Les pouvoirs publics ont mis en place le diagnostic de performance énergétique (DPE) qui est devenu obligatoire lors des transactions immobilières et qui ne permet plus aux propriétaires de louer lorsqu’un certain niveau n’est pas atteint. Ces dispositions louables en soi s’avèrent en partie inadaptées s’agissant de constructions antérieures à 1948. Ceci a provoqué une réaction de 7 associations reconnues d’utilité publiques et représentant ensemble 100000 acteurs mobilisés pour la sauvegarde du patrimoine. A noter que les associations des ABF et des architectes du patrimoine se sont associées à cette démarche.

Ces associations font d’abord le constat que sur 37,2 millions de logements et d’habitations, environ 10 millions constituent du bâti ancien composé de 60 % de maisons individuelles et de 40 % d’immeubles. Ce bâti ancien est différent de celui postérieur à 1948 qui a connu la généralisation des maçonneries en parpaing et béton.

Ces associations du patrimoine sont convaincues qu’il est possible de conjuguer le respect du patrimoine ancien et l’urgence énergétique. Pour cela une seule condition : sortir de l’esprit de système énergétique qui impose un DPE unique et dans la foulée, des travaux indifférenciés.

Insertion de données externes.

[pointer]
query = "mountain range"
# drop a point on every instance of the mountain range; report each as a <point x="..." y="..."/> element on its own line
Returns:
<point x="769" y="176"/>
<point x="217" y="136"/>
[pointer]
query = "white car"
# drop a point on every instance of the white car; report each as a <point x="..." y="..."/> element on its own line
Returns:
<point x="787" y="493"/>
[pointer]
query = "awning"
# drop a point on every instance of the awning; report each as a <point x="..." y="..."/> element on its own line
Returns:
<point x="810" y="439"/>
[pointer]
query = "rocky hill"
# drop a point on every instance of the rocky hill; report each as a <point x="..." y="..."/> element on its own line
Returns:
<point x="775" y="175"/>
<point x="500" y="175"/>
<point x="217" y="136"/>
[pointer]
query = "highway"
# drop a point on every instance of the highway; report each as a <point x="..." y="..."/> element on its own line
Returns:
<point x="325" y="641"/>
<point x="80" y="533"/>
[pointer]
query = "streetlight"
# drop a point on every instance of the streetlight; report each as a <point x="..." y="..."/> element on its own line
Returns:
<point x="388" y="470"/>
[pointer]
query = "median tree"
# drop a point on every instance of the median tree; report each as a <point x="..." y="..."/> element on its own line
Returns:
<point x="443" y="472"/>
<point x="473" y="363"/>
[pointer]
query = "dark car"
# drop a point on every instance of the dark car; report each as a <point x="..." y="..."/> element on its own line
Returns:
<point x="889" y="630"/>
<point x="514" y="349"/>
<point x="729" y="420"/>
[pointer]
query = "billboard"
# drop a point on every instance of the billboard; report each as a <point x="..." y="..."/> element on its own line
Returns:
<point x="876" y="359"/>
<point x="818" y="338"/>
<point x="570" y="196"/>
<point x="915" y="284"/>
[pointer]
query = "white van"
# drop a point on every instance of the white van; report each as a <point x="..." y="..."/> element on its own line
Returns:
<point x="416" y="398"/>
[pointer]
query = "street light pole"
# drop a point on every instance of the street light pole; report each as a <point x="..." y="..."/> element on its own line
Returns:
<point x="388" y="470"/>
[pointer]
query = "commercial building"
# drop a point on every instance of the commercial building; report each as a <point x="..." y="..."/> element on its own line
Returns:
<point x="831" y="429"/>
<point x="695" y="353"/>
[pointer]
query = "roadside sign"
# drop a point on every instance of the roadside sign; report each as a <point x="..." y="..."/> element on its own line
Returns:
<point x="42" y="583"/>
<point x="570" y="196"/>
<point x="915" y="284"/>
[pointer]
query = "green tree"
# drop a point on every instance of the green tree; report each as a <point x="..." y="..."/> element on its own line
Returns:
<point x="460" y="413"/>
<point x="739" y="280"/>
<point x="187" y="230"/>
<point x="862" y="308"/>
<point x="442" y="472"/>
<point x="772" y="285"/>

Ceci pourrait se traduire à terme par le pourrissement des pierres tendres, la dissolution des mortiers et la prolifération des champignons dans le bois.

L’isolation par l’extérieur en arrimant des dalles généralement en polystyrène détruit toute ornementation en saillie des façades et ramène l’architecture à un simple gabarit.

Enfin les sanctions établies par les articles 159 et 160 de la loi du 22 août 2021 risquent de tarir le marché locatif ancien notamment dans les centres historiques et de faire baisser la valeur des biens.

Aussi les associations ont fait une série de propositions dont les principales sont :

1) reconnaître dans nos codes la spécificité du bâti ancien

2)décréter un moratoire immédiat à l’application du DPE actuel pour mettre en place un DPE « bâti ancien »

3)privilégier réversibilité et réemplois

4)concrétiser la différenciation normative du bâti ancien grâce à la mise au point de normes adéquates et de recommandations de bonnes pratiques

5) faire valider les compétences des intervenants par un organisme certificateur

6)organiser une formation spéciale pour les diagnostiqueurs et thermiciens intervenant sur le bâti ancien

7)inventorier les patrimoines menacés par les rénovations.

8)renforcer la formation de tous à l’architecture durable.

9)développer la formation aux métiers du bâti ancien et organiser une filière artisanale.

10)inciter à la conservation des menuiseries anciennes.

Une récente table ronde de ces associations et du ministère de la culture organisée au Sénat a montré un complet consensus autour de ces propositions.